Researchers have uncovered a phishing attack using a new technique: Attackers are making use of authentication APIs to validate victims’ Office 365 credentials – in real time – as they enter them into the landing page.
Authentication APIs are used by apps and services running on the users’ behalf to access their data, Prashanth Arun, head of Data Science at Armorblox, told Threatpost. Office 365 requires app registrations to use APIs – but registrations require only an email address, making them seamless for attackers to leverage. Some additional configuration for the app also requires users to specify a website to “receive” authentication info, Arun added.
In a phishing attack recently spotted by researchers, the attacker used the authentication APIs to cross check the credentials of a senior executive at a large enterprise firm with the organization’s Azure Active directory. Active Directory (AD) is Microsoft’s proprietary directory service, which allows administrators to manage permissions and access to network resources. The authentication APIs use Azure AD to provide authentication services.
In the phishing attack, access to this immediate feedback “allows the attacker to respond intelligently during the attack,” researchers with Armorblox said on Thursday. “The attacker is also immediately aware of a live compromised credential and allows him to potentially ingratiate himself into the compromised account before any remediation.”
The Phishing Email
The attack was first discovered targeting a senior executive at an unnamed company, which researchers say is an American brand named among the Top 50 most innovative companies in the world in 2019. The initial email sent to the employee had the subject line “ACH Debit Report,” mimicking an internal report, and was sent on Friday evening, when victims likely have their guard down, researchers said.

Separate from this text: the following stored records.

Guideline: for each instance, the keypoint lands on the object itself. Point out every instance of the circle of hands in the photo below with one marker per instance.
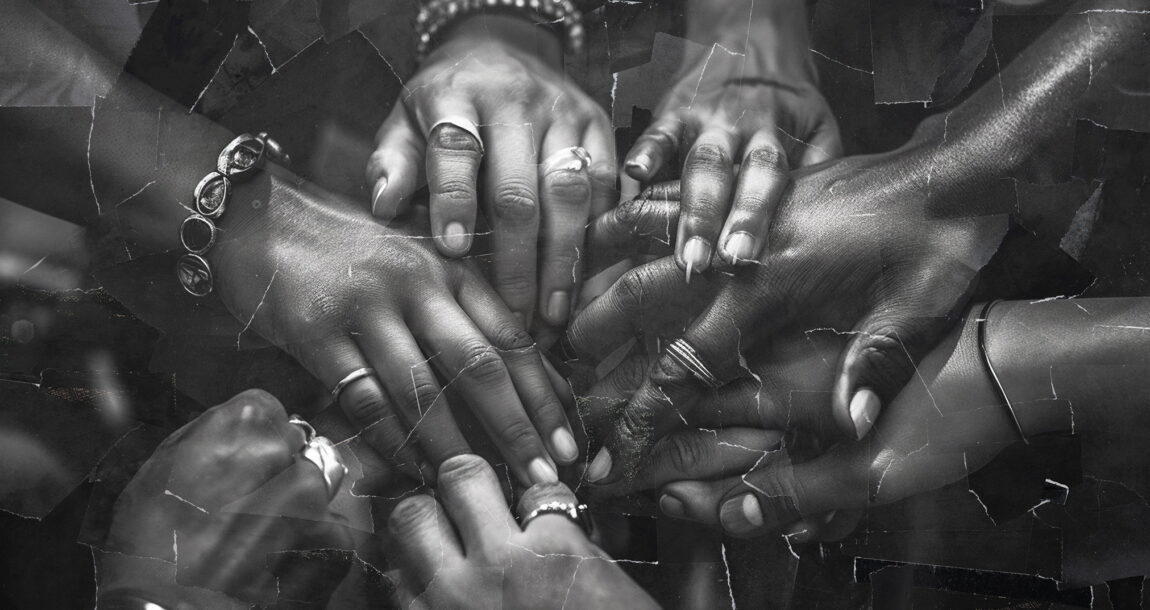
(814, 295)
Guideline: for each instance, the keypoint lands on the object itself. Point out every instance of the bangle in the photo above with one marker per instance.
(237, 162)
(437, 15)
(990, 370)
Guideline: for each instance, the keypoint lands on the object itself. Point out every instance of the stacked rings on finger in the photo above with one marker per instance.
(436, 16)
(237, 162)
(682, 352)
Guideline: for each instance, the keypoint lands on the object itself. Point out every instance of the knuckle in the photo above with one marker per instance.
(515, 203)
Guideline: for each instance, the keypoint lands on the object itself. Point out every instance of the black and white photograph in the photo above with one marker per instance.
(574, 304)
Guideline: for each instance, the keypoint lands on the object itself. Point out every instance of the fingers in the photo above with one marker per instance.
(395, 169)
(415, 393)
(475, 503)
(426, 538)
(763, 180)
(774, 495)
(534, 382)
(658, 144)
(453, 158)
(466, 357)
(513, 211)
(707, 181)
(878, 363)
(702, 455)
(566, 203)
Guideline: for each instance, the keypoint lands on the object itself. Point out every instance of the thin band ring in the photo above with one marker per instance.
(352, 378)
(326, 457)
(682, 352)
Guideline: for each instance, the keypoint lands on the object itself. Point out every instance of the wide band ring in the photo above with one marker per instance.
(575, 512)
(464, 123)
(682, 352)
(326, 457)
(352, 378)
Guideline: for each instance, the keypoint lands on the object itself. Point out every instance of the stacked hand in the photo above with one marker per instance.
(340, 292)
(491, 119)
(219, 508)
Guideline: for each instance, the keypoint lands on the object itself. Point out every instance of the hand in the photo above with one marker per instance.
(487, 99)
(340, 292)
(469, 551)
(217, 506)
(855, 248)
(751, 101)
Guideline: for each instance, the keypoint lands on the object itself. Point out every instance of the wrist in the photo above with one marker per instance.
(510, 30)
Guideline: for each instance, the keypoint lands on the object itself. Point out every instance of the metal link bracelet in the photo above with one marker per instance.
(237, 162)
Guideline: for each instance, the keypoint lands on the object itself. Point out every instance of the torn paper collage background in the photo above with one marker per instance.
(150, 441)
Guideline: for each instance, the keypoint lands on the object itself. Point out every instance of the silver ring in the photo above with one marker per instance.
(352, 378)
(682, 352)
(326, 457)
(575, 512)
(308, 431)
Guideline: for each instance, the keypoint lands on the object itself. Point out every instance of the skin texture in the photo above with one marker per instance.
(466, 550)
(880, 248)
(751, 100)
(536, 193)
(204, 519)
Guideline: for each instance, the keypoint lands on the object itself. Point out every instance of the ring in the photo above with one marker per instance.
(464, 123)
(352, 378)
(308, 431)
(575, 512)
(682, 352)
(321, 452)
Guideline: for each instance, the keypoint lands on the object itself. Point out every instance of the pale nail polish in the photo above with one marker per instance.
(542, 472)
(559, 305)
(381, 185)
(697, 254)
(600, 466)
(455, 237)
(564, 445)
(741, 515)
(672, 506)
(864, 410)
(740, 246)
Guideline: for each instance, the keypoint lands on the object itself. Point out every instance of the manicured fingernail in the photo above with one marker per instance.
(741, 515)
(559, 305)
(455, 237)
(376, 192)
(562, 443)
(599, 467)
(672, 506)
(697, 254)
(541, 471)
(740, 246)
(642, 164)
(864, 410)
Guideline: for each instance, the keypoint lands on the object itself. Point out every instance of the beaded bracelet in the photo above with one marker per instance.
(237, 162)
(990, 370)
(437, 15)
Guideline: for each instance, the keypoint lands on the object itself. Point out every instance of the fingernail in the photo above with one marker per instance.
(455, 238)
(562, 443)
(740, 246)
(599, 467)
(672, 506)
(697, 254)
(642, 162)
(541, 471)
(864, 411)
(376, 192)
(559, 305)
(741, 515)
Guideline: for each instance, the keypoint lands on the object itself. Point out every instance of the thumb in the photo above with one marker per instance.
(878, 363)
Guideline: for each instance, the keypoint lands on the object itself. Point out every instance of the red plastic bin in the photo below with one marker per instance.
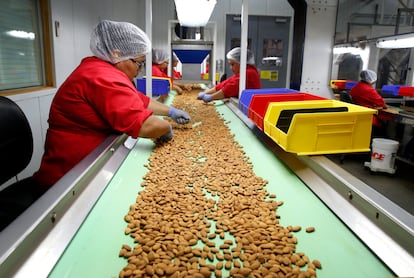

According to researchers, the targeted company had recently changed domains so the target’s public email address is different from the domain name used in his Active Directory login. Attackers were aware of this change, leading researchers to believe the campaign was highly targeted.
“The limited activity at the website hosting the phishing attack and the careful timing of the email to a Friday evening also suggests this is a carefully crafted attack,” researchers said. “Our estimates show there have been 120 odd visits to this website globally since the beginning of June. The sparse number shows that the phishing scams are likely targeted and not spray and pray.”
The phishing email told victims to: “Find enclosed Payment Remittance Report’ as of 7/11/2020 2:53:14 a.m. Thank you for your business!”and points to an attachment, which looks like a text file.
“Opening the attachment from Office 365 in a browser shows a website identical to the Office 365 sign on page. The username has been pre-entered. A non-standard message ‘Because you’re accessing sensitive info, you need to verify your password’ is noted,” said researchers.
Once victims entered their credentials into the phishing landing page, Azure Active Directory sign-on logs show an immediate sign-on attempt corresponding to XHR requests performed on the attachment webpage.
“There’s no special vulnerability that makes this possible, it’s a unique adoption of APIs by the adversaries,” Arun stressed in an email to Threatpost.
If authentication is successful, the user is redirected to zoom.com. However, if the authentication fails, the user is redirected to login.microsoftonline.com. This could be a way to hide the phishing attack as just another failed sign on attempt at the Office 365 portal, researchers said. If the entered password text is empty or too short, the user is forced to retry.
“Our threat researchers verified the real-time nature of the site by updating the script with a test login and a dummy password and saw a failed login attempt from Provo, Utah in the Azure Active Directory Sign-In portal,” said researchers. “As expected, the IP address (188.8.131.52) that attempted the sign-in is the same endpoint the phishing script sends the credentials.”
Upon further investigation, researchers found that the web service behind the credential phishing page is hosted on teenagemoglen[.]com, which is registered at Alibaba.com with a Singapore domain registrar since the end of May 2020.
“The website is hosted by UnifiedLayer, a hosting company based out of India, at a datacenter in Provo, Utah, United States,” they said. “The website appears to host web pages copied from another website. None of the links which allow for active engagement with a visitor appear to be active.”